ف۪يهِ اٰيَاتٌ بَيِّنَاتٌ مَقَامُ اِبْرٰه۪يمَۚ وَمَنْ دَخَلَهُ كَانَ اٰمِناًۜ وَلِلّٰهِ عَلَى النَّاسِ حِجُّ الْبَيْتِ مَنِ اسْتَطَاعَ اِلَيْهِ سَب۪يلاًۜ وَمَنْ كَفَرَ فَاِنَّ اللّٰهَ غَنِيٌّ عَنِ الْعَالَم۪ينَ
Sıra | Kelime | Anlamı | Kökü |
---|---|---|---|
1 | فِيهِ | onda vardır |
|
2 | ايَاتٌ | deliller |
|
3 | بَيِّنَاتٌ | açık açık |
|
4 | مَقَامُ | Makamı |
|
5 | إِبْرَاهِيمَ | İbrahim’in |
|
6 | وَمَنْ | ve kim |
|
7 | دَخَلَهُ | ona girse |
|
8 | كَانَ |
|
|
9 | امِنًا | güvene erer |
|
10 | وَلِلَّهِ | Allah’ın bir hakkıdır |
|
11 | عَلَى | üzerinde |
|
12 | النَّاسِ | insanlar |
|
13 | حِجُّ | (gidip) haccetmesi |
|
14 | الْبَيْتِ | Ev’e |
|
15 | مَنِ | herkesin |
|
16 | اسْتَطَاعَ | gücü yeten |
|
17 | إِلَيْهِ | onun |
|
18 | سَبِيلًا | yoluna |
|
19 | وَمَنْ | ve kim |
|
20 | كَفَرَ | nankörlük ederse |
|
21 | فَإِنَّ | şüphesiz |
|
22 | اللَّهَ | Allah |
|
23 | غَنِيٌّ | zengindir |
|
24 | عَنِ | -den |
|
25 | الْعَالَمِينَ | bütün alemler- |
|
Ayeti Kerime'de geçen إسْتَطاعَ fiili aslında itaatin husulünü talep ve irade etmektir.
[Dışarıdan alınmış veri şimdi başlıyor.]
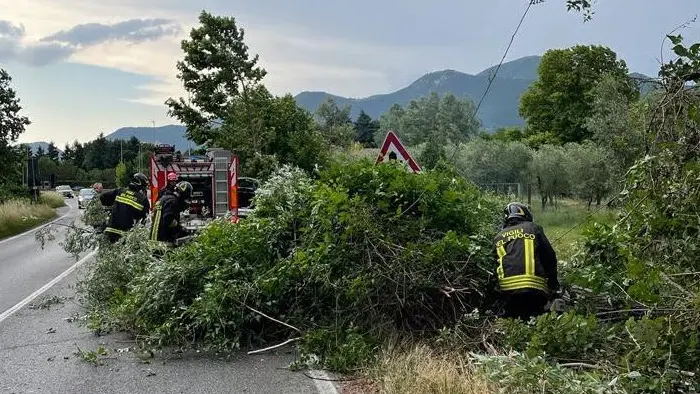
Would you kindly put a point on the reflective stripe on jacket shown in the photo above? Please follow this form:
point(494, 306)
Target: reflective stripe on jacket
point(526, 259)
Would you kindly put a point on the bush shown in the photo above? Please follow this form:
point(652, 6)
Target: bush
point(21, 215)
point(361, 251)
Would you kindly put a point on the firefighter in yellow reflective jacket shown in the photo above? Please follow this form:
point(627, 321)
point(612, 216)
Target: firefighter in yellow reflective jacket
point(166, 225)
point(128, 206)
point(527, 264)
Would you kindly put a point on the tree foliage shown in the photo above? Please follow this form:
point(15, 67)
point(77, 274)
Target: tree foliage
point(216, 70)
point(612, 123)
point(229, 107)
point(433, 119)
point(12, 124)
point(363, 250)
point(559, 101)
point(366, 130)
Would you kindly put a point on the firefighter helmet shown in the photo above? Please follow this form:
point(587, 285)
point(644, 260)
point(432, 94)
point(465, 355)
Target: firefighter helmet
point(184, 190)
point(139, 181)
point(516, 210)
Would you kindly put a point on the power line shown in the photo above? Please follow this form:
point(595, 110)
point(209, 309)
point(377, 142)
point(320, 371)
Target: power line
point(488, 87)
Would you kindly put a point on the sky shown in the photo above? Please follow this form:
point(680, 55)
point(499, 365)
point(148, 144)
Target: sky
point(81, 67)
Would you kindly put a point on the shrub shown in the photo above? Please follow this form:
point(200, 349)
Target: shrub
point(20, 215)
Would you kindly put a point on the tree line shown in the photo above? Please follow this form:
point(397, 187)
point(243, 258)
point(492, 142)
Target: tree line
point(582, 108)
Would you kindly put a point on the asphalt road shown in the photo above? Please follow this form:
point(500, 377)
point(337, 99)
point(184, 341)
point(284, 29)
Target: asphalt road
point(25, 267)
point(39, 342)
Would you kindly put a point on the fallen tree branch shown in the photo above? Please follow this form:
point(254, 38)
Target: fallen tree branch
point(580, 365)
point(273, 319)
point(274, 347)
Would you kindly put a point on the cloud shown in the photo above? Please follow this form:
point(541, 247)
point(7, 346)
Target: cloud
point(133, 31)
point(14, 44)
Bu da güç yetmeye bağlı olduğundan sonradan kudret manasında meşhur olmuştur. (Elmalılı Hamdi Yazır)
ف۪يهِ اٰيَاتٌ بَيِّنَاتٌ مَقَامُ اِبْرٰه۪يمَۚ
Ayet, öncesinde geçen الَّذ۪ي şeklindeki ism-i mevsûlun hali olarak mahallen mansubtur. İsim cümlesidir. ف۪يهِ car mecruru mahzuf mukaddem habere müteallıktır.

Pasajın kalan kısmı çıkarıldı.